Andererseits könnte zwischen dem Lehrer und Robert, dem Familienvater, eine richtig innige Freundschaft entstehen.
Zwei Misfits, zwei Außenseiter, erkennen sich ineinander, und jeder macht beim anderen die Tür zu einer neuen Welt auf. Beide könnten sich befreien, säße der Stachel beim Lehrer nicht so tief.
Warum haben Sie sich für das Cinemascope-Format entschieden?

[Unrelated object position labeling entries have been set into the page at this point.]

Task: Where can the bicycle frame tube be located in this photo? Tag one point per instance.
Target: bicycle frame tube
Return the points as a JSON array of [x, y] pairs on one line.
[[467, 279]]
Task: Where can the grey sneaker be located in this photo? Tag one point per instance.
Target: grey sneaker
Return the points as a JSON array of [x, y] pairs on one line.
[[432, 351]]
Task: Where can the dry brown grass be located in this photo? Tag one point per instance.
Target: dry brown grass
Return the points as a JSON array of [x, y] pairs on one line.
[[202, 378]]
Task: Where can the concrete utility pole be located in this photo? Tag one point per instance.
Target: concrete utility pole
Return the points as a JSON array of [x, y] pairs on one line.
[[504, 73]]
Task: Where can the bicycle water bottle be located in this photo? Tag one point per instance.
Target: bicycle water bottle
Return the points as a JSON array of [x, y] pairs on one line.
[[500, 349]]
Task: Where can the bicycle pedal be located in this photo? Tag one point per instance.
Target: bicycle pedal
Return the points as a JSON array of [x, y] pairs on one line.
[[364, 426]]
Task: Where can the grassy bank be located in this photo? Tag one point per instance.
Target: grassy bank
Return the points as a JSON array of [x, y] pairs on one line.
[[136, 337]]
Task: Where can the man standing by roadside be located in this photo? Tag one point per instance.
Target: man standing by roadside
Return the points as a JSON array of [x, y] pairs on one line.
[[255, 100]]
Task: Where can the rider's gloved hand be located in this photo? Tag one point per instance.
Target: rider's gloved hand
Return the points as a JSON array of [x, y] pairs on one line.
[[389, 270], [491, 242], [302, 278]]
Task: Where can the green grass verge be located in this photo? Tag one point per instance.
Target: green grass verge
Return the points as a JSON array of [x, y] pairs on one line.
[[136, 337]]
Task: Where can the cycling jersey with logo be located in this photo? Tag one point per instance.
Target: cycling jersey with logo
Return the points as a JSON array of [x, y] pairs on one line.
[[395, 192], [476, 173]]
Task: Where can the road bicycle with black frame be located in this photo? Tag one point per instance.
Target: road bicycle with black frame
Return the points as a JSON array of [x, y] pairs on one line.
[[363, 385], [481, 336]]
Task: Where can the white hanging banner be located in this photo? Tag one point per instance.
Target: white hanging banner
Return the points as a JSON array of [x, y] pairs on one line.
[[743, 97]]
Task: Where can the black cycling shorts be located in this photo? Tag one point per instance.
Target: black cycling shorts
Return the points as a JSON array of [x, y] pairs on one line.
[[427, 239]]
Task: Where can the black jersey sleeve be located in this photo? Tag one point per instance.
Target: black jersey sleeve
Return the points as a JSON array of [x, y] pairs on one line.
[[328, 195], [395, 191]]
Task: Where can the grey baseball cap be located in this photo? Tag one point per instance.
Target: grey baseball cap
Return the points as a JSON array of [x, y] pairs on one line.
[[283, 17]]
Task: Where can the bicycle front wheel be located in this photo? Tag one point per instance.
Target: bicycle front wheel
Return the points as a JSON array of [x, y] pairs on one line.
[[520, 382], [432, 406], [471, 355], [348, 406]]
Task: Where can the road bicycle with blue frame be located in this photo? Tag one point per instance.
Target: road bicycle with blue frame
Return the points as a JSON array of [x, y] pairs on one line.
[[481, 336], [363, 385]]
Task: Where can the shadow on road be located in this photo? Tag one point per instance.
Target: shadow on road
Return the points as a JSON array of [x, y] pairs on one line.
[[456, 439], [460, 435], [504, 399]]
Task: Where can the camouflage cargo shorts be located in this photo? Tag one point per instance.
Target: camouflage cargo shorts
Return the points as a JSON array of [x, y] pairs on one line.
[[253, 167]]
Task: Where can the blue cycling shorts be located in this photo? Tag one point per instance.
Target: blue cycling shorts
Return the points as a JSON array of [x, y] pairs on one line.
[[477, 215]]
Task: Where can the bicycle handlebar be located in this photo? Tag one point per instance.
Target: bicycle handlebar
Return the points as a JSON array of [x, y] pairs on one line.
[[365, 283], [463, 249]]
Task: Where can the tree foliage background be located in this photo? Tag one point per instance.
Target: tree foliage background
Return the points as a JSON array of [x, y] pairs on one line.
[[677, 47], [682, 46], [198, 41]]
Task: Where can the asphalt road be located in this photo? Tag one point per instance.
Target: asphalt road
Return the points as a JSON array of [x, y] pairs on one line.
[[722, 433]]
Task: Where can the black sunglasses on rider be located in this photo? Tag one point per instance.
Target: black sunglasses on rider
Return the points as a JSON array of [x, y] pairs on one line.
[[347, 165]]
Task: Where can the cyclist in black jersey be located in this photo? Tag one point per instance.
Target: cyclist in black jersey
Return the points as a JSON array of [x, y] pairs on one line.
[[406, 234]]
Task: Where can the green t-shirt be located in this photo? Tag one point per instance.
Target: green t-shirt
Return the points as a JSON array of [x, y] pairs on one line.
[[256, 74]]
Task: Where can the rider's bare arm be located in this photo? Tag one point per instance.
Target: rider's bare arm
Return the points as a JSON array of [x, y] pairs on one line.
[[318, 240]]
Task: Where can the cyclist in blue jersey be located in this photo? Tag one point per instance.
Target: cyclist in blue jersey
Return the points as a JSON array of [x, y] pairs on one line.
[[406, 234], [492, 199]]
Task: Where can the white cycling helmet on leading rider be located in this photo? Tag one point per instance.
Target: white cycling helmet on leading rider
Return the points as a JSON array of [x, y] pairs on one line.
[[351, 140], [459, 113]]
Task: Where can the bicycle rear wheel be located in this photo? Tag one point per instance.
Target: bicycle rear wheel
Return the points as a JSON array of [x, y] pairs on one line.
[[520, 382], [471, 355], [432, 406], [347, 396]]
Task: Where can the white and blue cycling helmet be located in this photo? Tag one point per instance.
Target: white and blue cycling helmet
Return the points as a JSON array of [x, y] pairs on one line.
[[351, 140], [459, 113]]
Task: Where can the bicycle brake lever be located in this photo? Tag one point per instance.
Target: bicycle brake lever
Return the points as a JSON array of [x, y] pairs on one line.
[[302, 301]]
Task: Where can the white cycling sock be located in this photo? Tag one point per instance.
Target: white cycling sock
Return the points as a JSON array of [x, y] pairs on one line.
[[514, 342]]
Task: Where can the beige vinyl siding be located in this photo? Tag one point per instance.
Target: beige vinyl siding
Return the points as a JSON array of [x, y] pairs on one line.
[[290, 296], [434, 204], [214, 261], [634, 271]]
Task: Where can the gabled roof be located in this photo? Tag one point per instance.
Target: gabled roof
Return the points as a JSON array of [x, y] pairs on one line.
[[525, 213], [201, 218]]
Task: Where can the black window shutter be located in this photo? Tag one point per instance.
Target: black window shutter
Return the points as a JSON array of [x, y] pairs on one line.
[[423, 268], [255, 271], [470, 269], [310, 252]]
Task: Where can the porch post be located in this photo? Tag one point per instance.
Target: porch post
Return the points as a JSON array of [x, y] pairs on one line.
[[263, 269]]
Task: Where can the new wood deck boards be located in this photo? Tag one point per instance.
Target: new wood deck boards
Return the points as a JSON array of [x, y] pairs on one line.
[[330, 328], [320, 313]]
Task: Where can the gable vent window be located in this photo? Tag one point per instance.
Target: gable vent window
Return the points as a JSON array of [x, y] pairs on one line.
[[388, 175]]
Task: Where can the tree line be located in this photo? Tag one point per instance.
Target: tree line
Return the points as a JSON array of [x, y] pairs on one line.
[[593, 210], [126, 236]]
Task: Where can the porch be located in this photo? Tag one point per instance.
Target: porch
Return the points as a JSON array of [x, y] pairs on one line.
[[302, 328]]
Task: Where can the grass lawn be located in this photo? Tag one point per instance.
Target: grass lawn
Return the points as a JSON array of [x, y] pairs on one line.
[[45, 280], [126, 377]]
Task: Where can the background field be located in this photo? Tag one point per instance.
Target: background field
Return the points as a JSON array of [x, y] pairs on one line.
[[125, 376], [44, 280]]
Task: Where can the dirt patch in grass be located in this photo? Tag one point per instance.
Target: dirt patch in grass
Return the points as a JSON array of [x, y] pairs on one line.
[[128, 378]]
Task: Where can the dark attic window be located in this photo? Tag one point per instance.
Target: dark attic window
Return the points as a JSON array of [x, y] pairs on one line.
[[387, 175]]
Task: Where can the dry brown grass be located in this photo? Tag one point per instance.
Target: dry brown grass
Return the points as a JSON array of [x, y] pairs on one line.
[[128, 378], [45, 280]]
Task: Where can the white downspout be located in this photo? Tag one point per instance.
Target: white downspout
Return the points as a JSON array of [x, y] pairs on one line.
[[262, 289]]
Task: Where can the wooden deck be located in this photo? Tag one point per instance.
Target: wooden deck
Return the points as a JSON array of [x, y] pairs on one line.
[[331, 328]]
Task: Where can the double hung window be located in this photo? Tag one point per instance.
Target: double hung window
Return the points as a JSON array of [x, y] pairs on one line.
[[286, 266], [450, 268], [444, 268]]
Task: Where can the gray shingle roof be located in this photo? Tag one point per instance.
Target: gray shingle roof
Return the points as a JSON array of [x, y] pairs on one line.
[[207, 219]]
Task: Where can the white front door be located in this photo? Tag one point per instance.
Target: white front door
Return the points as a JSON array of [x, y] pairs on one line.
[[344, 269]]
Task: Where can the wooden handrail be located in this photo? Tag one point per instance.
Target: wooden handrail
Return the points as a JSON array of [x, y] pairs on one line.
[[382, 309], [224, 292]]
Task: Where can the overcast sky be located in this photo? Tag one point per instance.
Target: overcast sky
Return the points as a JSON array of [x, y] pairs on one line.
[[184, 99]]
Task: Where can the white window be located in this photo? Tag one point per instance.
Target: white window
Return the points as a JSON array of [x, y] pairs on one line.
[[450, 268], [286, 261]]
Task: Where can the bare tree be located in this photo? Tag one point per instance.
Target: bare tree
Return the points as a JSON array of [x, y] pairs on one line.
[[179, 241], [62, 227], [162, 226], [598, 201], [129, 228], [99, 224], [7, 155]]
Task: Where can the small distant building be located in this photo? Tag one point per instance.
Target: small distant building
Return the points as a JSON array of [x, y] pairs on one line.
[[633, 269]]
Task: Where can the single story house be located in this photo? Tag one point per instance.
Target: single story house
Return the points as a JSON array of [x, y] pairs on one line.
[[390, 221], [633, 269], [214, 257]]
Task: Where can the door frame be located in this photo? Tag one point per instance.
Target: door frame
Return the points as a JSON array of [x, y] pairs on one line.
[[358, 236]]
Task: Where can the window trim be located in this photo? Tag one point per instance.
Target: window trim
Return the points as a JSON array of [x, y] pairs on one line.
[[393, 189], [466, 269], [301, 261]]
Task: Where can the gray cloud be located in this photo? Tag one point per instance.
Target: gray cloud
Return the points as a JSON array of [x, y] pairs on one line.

Durch das Kammerspielhafte geht es ja viel um Menschen in ihrer Umgebung. Durch Cinemascope konnten wir nun nah an den Figuren sein und dennoch viel vom Raum drum herum, vom Kontext erzählen. Eines habe ich im Entstehungsprozess gelernt: Nachdem die Kamera ihr Bild gefunden hat, muss man noch mit den Requisiten so nachrutschen, dass das Format optimal genutzt wird. Denn nur viel Platz neben dem Gesicht des Schauspielers – das reicht nicht. Auch am Rand und im Hintergrund muss die Geschichte und Emotion weitererzählt werden.
Und dann sind da noch die Bienen- und Vogelschwärme, die uns Menschen vormachen, wie harmonisches Zusammenleben geht.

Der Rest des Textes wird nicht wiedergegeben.